To define the Clear Day conditions, we used light intensity values measured by the Ground-based Atmospheric Monitoring Instrument Suite, Rooftop Instrument Group on March 23rd, 2013 (Figure 1B, dark blue line, [6]). We used this light intensity profile to define the rate of change of light intensity in our Clear Day condition, with a maximal light intensity of 600 µmol photons m−2 s−1. This intensity is consistent with measurements of light intensity in aquatic environments [38], while also offering an order of magnitude difference in intensity compared to the Low Light condition, which was a constant 50 µmol photons m−2 s−1. The Shade pulse condition was defined by dividing the intensity value of our Clear Day profile by 10 fold between 8 and 9 hours after dawn.

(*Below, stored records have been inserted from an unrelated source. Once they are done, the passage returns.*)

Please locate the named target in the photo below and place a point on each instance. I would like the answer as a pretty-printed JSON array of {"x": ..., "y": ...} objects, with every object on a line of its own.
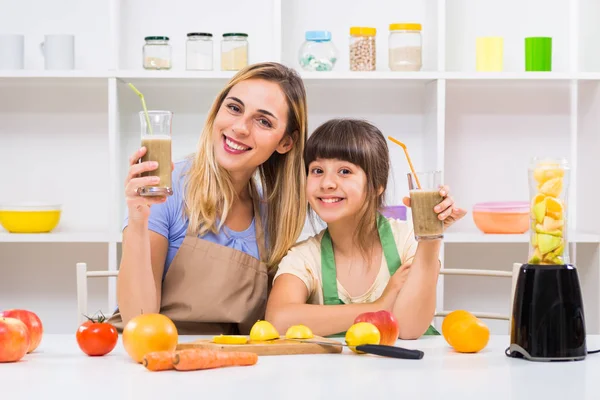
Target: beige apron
[{"x": 212, "y": 289}]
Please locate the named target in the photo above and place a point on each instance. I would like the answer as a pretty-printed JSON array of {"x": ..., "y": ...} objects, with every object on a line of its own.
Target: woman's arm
[
  {"x": 415, "y": 305},
  {"x": 287, "y": 306},
  {"x": 140, "y": 274}
]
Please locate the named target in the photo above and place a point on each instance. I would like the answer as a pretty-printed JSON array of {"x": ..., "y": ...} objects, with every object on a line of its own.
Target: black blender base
[
  {"x": 547, "y": 321},
  {"x": 516, "y": 351}
]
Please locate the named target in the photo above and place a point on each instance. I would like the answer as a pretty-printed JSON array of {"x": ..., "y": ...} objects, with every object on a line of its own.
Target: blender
[{"x": 547, "y": 322}]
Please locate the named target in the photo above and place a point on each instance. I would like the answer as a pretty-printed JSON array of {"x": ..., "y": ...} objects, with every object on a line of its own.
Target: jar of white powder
[
  {"x": 404, "y": 47},
  {"x": 199, "y": 51}
]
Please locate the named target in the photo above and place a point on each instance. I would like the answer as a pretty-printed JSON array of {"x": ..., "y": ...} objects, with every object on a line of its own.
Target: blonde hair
[{"x": 210, "y": 192}]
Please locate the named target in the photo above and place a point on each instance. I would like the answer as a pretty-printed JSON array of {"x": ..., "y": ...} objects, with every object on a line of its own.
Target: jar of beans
[{"x": 363, "y": 56}]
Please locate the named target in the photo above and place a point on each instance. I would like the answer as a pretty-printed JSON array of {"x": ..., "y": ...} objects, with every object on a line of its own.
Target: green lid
[
  {"x": 156, "y": 38},
  {"x": 235, "y": 34}
]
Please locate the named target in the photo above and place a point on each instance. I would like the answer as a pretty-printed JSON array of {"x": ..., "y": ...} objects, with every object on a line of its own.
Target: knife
[{"x": 377, "y": 349}]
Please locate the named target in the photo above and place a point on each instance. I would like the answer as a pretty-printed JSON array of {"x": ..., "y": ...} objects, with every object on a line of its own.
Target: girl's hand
[
  {"x": 139, "y": 207},
  {"x": 446, "y": 210}
]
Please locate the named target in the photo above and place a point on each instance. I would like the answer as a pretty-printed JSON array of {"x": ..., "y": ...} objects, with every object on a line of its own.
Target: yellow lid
[
  {"x": 362, "y": 31},
  {"x": 405, "y": 27}
]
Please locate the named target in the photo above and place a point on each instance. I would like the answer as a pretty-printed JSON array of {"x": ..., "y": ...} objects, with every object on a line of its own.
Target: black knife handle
[{"x": 390, "y": 351}]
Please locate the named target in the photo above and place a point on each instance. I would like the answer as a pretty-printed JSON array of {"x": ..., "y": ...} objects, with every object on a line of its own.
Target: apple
[
  {"x": 14, "y": 339},
  {"x": 385, "y": 322},
  {"x": 33, "y": 323}
]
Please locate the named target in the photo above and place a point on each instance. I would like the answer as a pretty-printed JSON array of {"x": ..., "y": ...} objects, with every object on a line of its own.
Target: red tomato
[{"x": 97, "y": 338}]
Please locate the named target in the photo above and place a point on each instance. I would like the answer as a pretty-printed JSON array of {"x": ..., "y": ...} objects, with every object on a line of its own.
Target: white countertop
[{"x": 59, "y": 369}]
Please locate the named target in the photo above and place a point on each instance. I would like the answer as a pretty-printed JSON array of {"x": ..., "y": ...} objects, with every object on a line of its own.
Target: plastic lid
[
  {"x": 503, "y": 207},
  {"x": 318, "y": 36},
  {"x": 235, "y": 34},
  {"x": 405, "y": 26},
  {"x": 199, "y": 34},
  {"x": 362, "y": 31},
  {"x": 156, "y": 38}
]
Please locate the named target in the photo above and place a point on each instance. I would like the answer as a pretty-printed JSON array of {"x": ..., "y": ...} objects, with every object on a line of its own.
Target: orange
[
  {"x": 466, "y": 333},
  {"x": 451, "y": 318},
  {"x": 147, "y": 333}
]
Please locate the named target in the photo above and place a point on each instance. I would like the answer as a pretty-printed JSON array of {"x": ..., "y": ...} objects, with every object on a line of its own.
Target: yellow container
[
  {"x": 490, "y": 54},
  {"x": 30, "y": 218}
]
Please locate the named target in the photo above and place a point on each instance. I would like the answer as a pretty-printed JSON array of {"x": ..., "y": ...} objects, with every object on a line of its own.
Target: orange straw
[{"x": 408, "y": 159}]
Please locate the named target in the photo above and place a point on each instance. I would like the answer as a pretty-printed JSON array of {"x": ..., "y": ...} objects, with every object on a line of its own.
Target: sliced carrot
[
  {"x": 159, "y": 360},
  {"x": 194, "y": 359}
]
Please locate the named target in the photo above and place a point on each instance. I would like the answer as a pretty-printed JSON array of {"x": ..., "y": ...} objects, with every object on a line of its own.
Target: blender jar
[{"x": 548, "y": 188}]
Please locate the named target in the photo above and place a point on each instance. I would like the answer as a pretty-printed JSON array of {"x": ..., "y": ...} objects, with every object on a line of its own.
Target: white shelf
[
  {"x": 475, "y": 237},
  {"x": 55, "y": 74},
  {"x": 307, "y": 76},
  {"x": 55, "y": 237},
  {"x": 147, "y": 74}
]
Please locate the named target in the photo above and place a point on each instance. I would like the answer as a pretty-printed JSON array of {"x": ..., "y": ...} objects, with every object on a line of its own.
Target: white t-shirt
[{"x": 304, "y": 261}]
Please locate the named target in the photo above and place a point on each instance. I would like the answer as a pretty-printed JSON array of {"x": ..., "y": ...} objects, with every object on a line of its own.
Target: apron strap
[
  {"x": 260, "y": 233},
  {"x": 328, "y": 272}
]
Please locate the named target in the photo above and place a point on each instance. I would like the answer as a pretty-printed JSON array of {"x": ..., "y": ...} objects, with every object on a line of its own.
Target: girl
[
  {"x": 202, "y": 257},
  {"x": 362, "y": 261}
]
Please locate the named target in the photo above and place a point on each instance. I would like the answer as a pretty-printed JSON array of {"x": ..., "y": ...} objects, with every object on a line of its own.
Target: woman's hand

The High Light pulse was defined as the intensity of the Clear Day condition between 8 and 9 hours after dawn. Low Light cultures were grown continuously at 50 µmol photons m−2 s−1. We generated the dynamic changes in light intensity of our conditions by changing the intensity of the LED every three minutes by passing the calibrated voltage value corresponding to the appropriate light intensity of our defined profile. After the 12-h light profile, the LEDs were turned off for 12 hours during the dark period. Cultures were grown semi-turbidostatically (OD750 maintained at 0.3) with periodic dilution in BG-11M media supplemented with 10 mM HEPES pH 8.0 at 30 °C,continuously bubbled with 1% CO2 in air, and shaken at 25 rpm in an enclosure impermeable to room lighting. Cells were not grown with antibiotics during the course of the experiment.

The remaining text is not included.